The physical symptoms were accompanied by the all-too-familiar feeling of impending doom. It was horrible. It was a sickness in my gut. That doom weighed on me. It made me feel brittle, like one tap would shatter me into pieces.

Back then, the only way I knew how to cope when it was bad was to push people away, isolate myself, so I didn’t have to worry about my band or family noticing that I wasn’t myself. I went through periods, especially when we were touring and I was too busy to overthink, of being okay. Some days I felt almost normal. Other days were bad.

Today was a bad day.

Yesterday had sucked pretty hard too.

Thankfully, Killian couldn’t be spotted coming to my hotel room late at night so I didn’t have to deal with my heartbreakingly complicated feelings for the man.

It was another reason he wasn’t happy I hadn’t chosen to stay with his sister.

No nookie for Killian.

I sighed and flopped onto my back, glaring at the ceiling. Killian didn’t care about getting laid. I knew that. I was just . . . I guess I was trying to vilify him. Make it easier.

None of this was easy, and it wasn’t any less difficult being in the dark about what the fans were saying online. A few months ago, I didn’t want to know. But now I needed to know. I reached over for the phone on my bedside table and called the concierge.

Five minutes later there was a knock at the door. I opened it to find an immaculately dressed staff member in a gorgeous skirt suit.
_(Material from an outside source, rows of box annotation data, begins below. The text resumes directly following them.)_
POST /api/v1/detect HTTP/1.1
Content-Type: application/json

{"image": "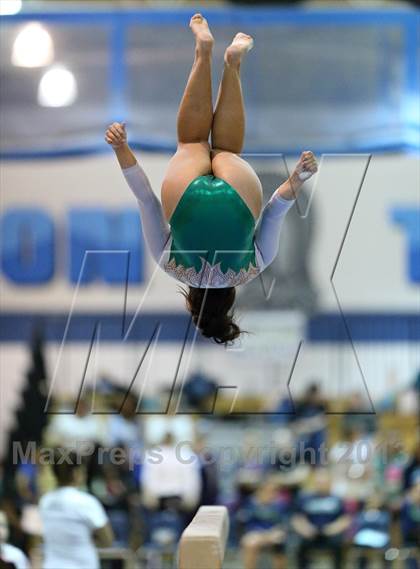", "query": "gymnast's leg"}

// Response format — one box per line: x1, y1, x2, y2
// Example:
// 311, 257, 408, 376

212, 33, 262, 218
162, 14, 214, 219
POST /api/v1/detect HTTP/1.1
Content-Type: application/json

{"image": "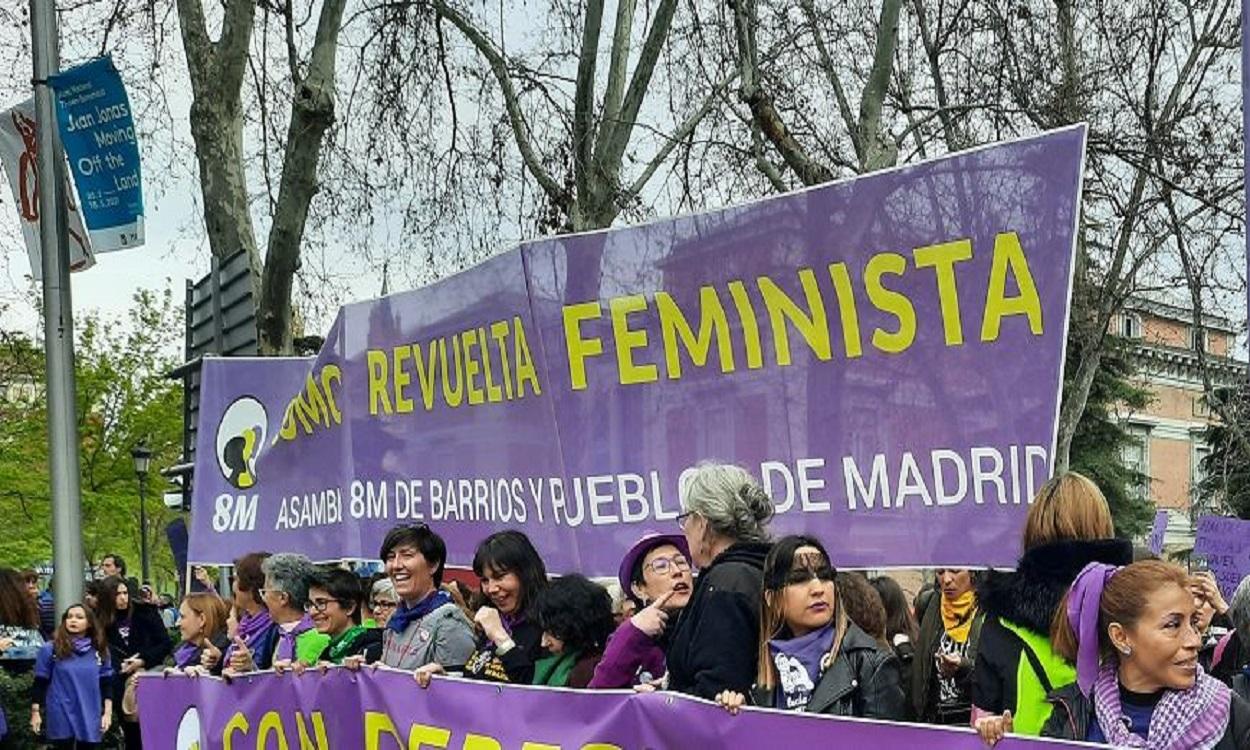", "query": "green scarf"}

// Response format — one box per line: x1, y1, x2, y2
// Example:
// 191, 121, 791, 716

534, 651, 579, 688
330, 625, 365, 664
She smiled as she held out an iPad.

“We’ve created a user account on one of our hotel iPads for you, Miss Finch. Should you need anything else, please don’t hesitate to ask.”
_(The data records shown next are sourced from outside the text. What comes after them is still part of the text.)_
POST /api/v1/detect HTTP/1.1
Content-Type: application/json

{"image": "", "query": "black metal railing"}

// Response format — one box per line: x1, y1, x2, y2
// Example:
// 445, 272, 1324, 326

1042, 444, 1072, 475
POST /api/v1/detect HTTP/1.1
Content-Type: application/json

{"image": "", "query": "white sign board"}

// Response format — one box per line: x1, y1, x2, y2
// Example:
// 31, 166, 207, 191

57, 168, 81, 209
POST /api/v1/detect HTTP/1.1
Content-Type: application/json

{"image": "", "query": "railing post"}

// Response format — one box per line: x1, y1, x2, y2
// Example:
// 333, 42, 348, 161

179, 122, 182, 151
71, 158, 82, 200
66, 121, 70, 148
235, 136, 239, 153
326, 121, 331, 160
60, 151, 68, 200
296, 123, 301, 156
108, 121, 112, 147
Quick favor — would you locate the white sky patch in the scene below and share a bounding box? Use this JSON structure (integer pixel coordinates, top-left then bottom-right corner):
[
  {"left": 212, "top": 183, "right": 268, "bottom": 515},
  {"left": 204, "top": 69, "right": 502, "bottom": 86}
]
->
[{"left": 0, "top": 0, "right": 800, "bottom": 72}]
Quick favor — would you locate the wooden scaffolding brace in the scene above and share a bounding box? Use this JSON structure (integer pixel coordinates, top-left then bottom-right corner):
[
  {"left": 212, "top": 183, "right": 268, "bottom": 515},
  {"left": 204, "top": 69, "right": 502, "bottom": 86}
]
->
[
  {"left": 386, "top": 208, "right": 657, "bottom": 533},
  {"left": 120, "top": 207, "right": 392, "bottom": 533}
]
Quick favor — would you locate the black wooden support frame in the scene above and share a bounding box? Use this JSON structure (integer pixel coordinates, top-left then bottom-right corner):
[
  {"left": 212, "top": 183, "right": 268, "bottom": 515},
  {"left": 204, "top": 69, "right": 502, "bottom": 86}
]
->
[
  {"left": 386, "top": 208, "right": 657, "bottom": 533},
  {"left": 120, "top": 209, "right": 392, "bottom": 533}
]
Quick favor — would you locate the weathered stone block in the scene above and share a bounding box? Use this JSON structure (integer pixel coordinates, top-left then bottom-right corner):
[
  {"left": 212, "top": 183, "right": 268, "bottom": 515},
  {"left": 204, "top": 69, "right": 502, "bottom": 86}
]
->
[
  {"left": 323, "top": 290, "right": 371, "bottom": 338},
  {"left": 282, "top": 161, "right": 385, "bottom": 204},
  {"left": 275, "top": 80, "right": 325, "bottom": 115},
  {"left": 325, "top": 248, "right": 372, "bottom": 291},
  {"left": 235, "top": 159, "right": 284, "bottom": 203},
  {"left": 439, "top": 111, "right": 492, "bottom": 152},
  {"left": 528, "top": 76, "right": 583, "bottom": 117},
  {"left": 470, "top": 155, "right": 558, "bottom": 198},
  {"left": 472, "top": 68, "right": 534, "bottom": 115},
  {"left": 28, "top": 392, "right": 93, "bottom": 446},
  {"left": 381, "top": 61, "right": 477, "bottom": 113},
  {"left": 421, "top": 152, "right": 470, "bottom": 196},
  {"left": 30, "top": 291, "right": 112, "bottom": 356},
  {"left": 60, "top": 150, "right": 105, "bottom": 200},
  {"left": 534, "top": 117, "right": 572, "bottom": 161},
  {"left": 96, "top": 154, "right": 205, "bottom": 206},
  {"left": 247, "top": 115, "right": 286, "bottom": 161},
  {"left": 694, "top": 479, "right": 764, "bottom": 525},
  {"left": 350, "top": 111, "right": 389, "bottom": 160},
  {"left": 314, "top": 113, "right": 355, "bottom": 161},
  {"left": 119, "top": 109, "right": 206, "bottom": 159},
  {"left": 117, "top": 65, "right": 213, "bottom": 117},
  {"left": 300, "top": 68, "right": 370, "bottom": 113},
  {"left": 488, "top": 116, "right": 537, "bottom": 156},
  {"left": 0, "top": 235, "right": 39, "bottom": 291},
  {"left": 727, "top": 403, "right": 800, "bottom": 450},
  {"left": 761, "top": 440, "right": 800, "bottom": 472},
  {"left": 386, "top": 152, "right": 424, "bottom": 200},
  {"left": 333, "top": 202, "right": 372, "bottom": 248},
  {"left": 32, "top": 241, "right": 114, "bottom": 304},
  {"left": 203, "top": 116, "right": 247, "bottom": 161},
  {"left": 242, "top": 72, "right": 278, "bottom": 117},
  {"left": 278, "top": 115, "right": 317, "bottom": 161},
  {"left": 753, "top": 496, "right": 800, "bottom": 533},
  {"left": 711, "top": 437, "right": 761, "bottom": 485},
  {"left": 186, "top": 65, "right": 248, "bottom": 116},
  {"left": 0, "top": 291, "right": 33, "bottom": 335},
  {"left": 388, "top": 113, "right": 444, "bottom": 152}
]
“Thank you.” I shakily took the iPad from her and closed the door.

My gut churned.

“Here we go,” I muttered to myself.

It took me a while to access my accounts because I’d forgotten a couple of passwords and had to reset them before I could log in.

My heart pounded as I opened the Twitter homepage and saw under the side bar titled “Trends for you”: #FecklessFinch

Bracing myself, I clicked on the hashtag.

There was a barrage of tweets accusing me of deliberately scaring fans and then having the audacity not to speak up now that I was outed as “alive and well.” People had retweeted the interview on YouTube with the band where Brandon got upset. They called me a coldhearted asshole. Fans asked why the guys had forgiven me. Someone even tweeted:

I wish the bitch had died. I’d rather mourn her than be this disappointed in her. #FecklessFinch #FuckYouFinch

Beneath it I could see people call the person out for crossing the line, but it still made me throw the iPad onto the bed. I wasn’t sure how I could still be stunned by that shit, but I was. I scrubbed a hand over my face, wishing for once, just goddamned once, that a pair of ruby slippers that sparkled and glittered and took you to a magical place called Home really did exist.

I slid down the wall until my ass hit the carpet and I stared unseeing across the suite.

Four days ago, I was gloriously happy. I thought I was home.

Then I’d made one call, one phone call, and I’d lost everything. Because I had lost everything, hadn’t I?

My cell rang, jolting me out of my miserable thoughts. I forced myself off my ass to answer it.

It was Killian.

I considered ignoring it, but that would only bring him to the hotel to check on me, and that might make things worse.

“Hey,” I said, curling up in an armchair.

“Hey yourself.”

I squeezed my eyes shut at the sound of his voice, savoring it.

“I wanted to check in. I wish I were there.”

“I know.”

“Have you eaten?”

“Yeah,” I lied.

“The hotel is temporary. We’ll find you somewhere else to live.”

I didn’t mind the hotel. “I slept in a tent in a cemetery for five months. The hotel is fine.”